Ce dimanche 6 janvier, c'était son dernier discours au Consumer Electronics Show (CES) de Las Vegas, la grande messe annuelle de l'électronique grand public. Un "show", comme seuls les patrons américains peuvent se les permettre, avec projection de vidéos et rock-stars à la tribune (en l'occurrence, Slash, ex-guitariste des Guns N'Roses).
A 52 ans, Bill Gates, le fondateur de Microsoft, quittera en effet définitivement l'éditeur de logiciels en juillet 2008 (Le Monde du 17 juin 2006).

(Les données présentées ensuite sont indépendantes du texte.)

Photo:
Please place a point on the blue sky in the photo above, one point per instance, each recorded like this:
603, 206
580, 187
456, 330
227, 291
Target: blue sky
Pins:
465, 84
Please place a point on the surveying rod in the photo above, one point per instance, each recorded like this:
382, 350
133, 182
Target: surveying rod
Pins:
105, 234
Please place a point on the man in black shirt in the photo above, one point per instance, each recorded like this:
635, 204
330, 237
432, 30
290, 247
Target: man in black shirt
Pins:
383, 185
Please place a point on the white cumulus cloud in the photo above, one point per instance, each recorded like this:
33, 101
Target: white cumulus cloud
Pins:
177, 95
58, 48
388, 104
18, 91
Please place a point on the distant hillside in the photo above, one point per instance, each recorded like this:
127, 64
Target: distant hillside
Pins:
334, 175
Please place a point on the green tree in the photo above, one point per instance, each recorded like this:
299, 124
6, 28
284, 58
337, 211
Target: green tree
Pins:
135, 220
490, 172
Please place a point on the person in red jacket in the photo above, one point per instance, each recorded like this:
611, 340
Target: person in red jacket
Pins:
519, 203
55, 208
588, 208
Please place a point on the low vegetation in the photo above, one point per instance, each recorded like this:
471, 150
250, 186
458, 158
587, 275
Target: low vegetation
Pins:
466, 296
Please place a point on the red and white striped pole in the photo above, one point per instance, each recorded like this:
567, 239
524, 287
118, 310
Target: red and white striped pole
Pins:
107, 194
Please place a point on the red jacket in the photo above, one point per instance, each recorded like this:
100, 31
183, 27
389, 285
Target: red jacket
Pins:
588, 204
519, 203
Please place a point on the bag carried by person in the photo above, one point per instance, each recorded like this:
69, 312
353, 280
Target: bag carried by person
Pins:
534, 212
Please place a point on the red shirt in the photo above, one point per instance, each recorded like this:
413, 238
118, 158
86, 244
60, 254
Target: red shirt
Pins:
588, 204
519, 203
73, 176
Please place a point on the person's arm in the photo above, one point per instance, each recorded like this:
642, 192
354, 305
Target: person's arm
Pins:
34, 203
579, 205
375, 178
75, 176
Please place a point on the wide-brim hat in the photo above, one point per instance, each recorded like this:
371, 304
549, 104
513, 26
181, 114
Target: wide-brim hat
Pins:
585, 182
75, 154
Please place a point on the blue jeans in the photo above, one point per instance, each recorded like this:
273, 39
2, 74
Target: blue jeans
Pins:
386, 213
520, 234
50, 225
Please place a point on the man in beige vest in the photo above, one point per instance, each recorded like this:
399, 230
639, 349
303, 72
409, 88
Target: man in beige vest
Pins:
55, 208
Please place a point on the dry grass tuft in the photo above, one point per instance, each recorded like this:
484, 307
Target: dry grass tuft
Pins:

L'Américain, deuxième homme le plus riche au monde, restera président du conseil d'administration du groupe mais devrait se consacrer entièrement à la fondation humanitaire qu'il a créée avec sa femme, Melinda, à la fin des années 1990. Cette structure caritative travaille à éradiquer les pandémies dans le monde et c'est aujourd'hui l'une des mieux dotées, avec plus de 60 milliards de dollars (40,8 milliards d'euros).
Et comme l'homme reste une légende - un des pères de la micro-informatique dont le groupe, fondé en 1975 est l'une des plus belles réussites de l'informatique mondiale -, ses propos, dimanche, ont retenu l'attention.
"INTERFACES NATURELLES"
M. Gates a prédit une décennie d'évolutions technologiques encore plus rapide que la précédente. " La première décennie numérique a été un énorme succès. Mais ce n'est qu'un début : rien n'empêche que nous allions encore plus vite et encore plus loin durant la deuxième", a-t-il dit. Selon lui, si le clavier et la souris ont marqué la première décennie numérique, la deuxième sera dominée par les " interfaces naturelles", comme les écrans tactiles.
M. Gates a aussi beaucoup insisté sur le concept, aujourd'hui très en vogue, de "cloud computing" : les applications informatiques ne sont plus stockées sur le disque dur des ordinateurs personnels, mais quelque part sur le réseau, accessibles de n'importe quel poste. " Accéder à vos données partout sera considéré comme acquis", a-t-il dit.
Cette vision met à mal le modèle traditionnel de Microsoft, basé sur la vente de logiciels que l'utilisateur installe sur son propre ordinateur. Le géant américain (51 milliards de dollars de chiffre d'affaires en 2007) reste hégémonique sur le secteur des systèmes d'exploitation (Windows) ou sur les suites bureautiques (Office), avec une part de marché d'environ 90 %. Mais il a commencé sa mue pour diversifier ses sources de chiffre d'affaires.
Il s'est lancé dans les jeux vidéos au début des années 2000, avec la vente de consoles et de licences de jeux, et teste la génération de revenus publicitaires en ligne, avec la fourniture gratuite de services comme son portail web MSN ou Windows Live (avec ses applications de messagerie électronique, moteur de recherche...).